Here are some of the highlights of the review:

  • There is a need for smaller fire apparatus that can get into areas not accessible by 6-by-6 military surplus engines.
  • A Polaris side-by-side UTV  holding 75 gallons was very useful for mop up, especially in wet areas. They hope to obtain at least one more.
  • On days with a Red Flag Warning, they will now immediately dispatch at least three brush engines.
  • In order to help manage the span of control, the Hutchinson Fire Department will organize resources into Task Forces comprised of three brush engines, one water tender, and a Task Force Leader.
  • The firefighters in Reno County for the last two years have increasingly used backfire and burnout tactics, and more engines are carrying drip torches.
  • The Hutchinson Fire Department became the first fully-paid department in Kansas to have all of their firefighters red carded. This will enable them to send resources out of the state, for example, to Colorado or California.
  • The Kansas State Incident Management Team provided assistance for a day, but they “seemed overwhelmed by a moving event,” were “inexperienced…in essential positions”, and lacked accountability. At the end of the day the Team left. The state has since reorganized the program, placing teams under the Kansas Department of Emergency Management enabling them to respond nationwide instead of just in Kansas.
  • Toward the end of the fire siege a Type 2 Incident Management Team was called in. The difference between that team and the previous State Team was “night and day”. Local officials learned a lot from the Type 2 Team, especially how to re-populate areas following an evacuation and in dealing with victims following an incident.
  • There are opportunities for better and more timely communication and coordination with the public and the media.
  • The report suggests better guidelines for managing length of first responders’ shifts on wildfires and their rehabilitation in order to reduce exhaustion.

Author: Bill Gabbert

After working full time in wildland fire for 33 years, he continues to learn, and strives to be a Student of Fire. Google+

8 thoughts on “After action report completed for last year’s wildfires near Hutchinson, Kansas”

  1. Conditions in the state are worse this year than the last 2 years. We had a lot of rain in April and May last year so we have thick and tall native warm season grasses. We are super dry. Haskell County hasn’t seen measurable rainfall in 150 days. Elkhart hasn’t been this dry since 1936. Winds come in March and it’s scary thinking about what is lying in wait out there.

    1. According to Matt it seems pretty likely that Kansas will be getting a repeat of last spring. Sadly, the people of Kansas will reap what they’ve sown. They have voted in Brownback and and his ilk to cut taxes to the bone, resulting in underfunded schools and forest service, and an inept State IMT.

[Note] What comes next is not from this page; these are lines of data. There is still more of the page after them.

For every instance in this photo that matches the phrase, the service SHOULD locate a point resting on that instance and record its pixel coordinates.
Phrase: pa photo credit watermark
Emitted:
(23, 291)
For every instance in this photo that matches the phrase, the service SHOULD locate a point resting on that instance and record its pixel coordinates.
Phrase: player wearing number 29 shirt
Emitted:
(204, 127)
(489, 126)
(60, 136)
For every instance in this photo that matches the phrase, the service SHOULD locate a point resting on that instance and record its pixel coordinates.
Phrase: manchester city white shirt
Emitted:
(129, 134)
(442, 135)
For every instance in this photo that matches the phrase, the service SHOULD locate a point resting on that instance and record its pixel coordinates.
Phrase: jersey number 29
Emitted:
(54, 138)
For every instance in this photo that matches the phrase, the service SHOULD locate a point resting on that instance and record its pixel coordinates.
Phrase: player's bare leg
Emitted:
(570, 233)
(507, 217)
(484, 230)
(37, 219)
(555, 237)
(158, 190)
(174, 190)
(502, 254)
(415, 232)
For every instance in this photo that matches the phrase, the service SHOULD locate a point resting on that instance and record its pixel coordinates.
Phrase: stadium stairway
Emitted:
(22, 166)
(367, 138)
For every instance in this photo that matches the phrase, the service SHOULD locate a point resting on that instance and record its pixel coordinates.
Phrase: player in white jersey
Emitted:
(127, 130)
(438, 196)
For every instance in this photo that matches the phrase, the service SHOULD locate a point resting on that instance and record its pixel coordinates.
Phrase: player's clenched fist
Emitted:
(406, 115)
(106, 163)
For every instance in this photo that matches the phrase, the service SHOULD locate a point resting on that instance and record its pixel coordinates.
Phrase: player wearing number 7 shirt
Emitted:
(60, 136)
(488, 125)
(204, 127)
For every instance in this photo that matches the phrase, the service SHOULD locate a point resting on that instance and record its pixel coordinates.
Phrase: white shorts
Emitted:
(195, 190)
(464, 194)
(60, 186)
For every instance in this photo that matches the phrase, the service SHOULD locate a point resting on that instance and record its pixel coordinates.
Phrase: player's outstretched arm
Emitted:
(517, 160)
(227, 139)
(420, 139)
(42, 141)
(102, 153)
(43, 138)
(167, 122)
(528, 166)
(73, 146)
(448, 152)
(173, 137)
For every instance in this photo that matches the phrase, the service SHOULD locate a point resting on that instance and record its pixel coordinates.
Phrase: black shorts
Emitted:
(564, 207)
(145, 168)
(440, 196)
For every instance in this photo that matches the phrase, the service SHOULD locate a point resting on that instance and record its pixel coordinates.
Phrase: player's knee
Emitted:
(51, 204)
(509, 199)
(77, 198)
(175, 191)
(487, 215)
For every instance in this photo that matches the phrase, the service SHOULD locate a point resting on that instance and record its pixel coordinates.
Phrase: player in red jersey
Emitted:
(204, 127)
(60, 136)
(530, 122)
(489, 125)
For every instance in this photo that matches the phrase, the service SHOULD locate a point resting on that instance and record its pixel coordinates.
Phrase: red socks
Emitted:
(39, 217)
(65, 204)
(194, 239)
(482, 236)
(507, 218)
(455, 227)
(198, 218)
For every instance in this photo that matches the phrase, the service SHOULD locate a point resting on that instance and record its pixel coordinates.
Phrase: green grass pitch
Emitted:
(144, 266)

      According to http://www.kansas.com/news/politics-government/article164572267.html the people of Kansas have voted in a Govenor and a Legislator that have budgeted 1/15th the amount budgeted by Oklahoma for wildfire suppression. But the good news is that the Legislature is going to do an audit. Take heart Kansas farmers and ranchers, the Legislature’s lawyers and accountants are on the job!

  2. I don’t know that you can blame the ineptitude of the IMT on budget. We simply haven’t had fires like this before. They are used to showing up to a static situation like post tornado. They hadn’t been utilized and were unprepared for a dynamic situation like a wildfire. Previously even on large wildfires we would battle it for a day, then when the sun goes down the fire essentially puts itself out. Before a large IMT could even arrive the situation would be handled. We also didn’t have the proliferation of cedars (aka the green glacier) that currently exists out there. Anderson Creek opened the eyes, then we got last year. 2016 was the first year we ever called for out of area resources after we simply overwhelmed local resources. They sent a task force from Riley county to assist and when they arrived it was all over pretty much.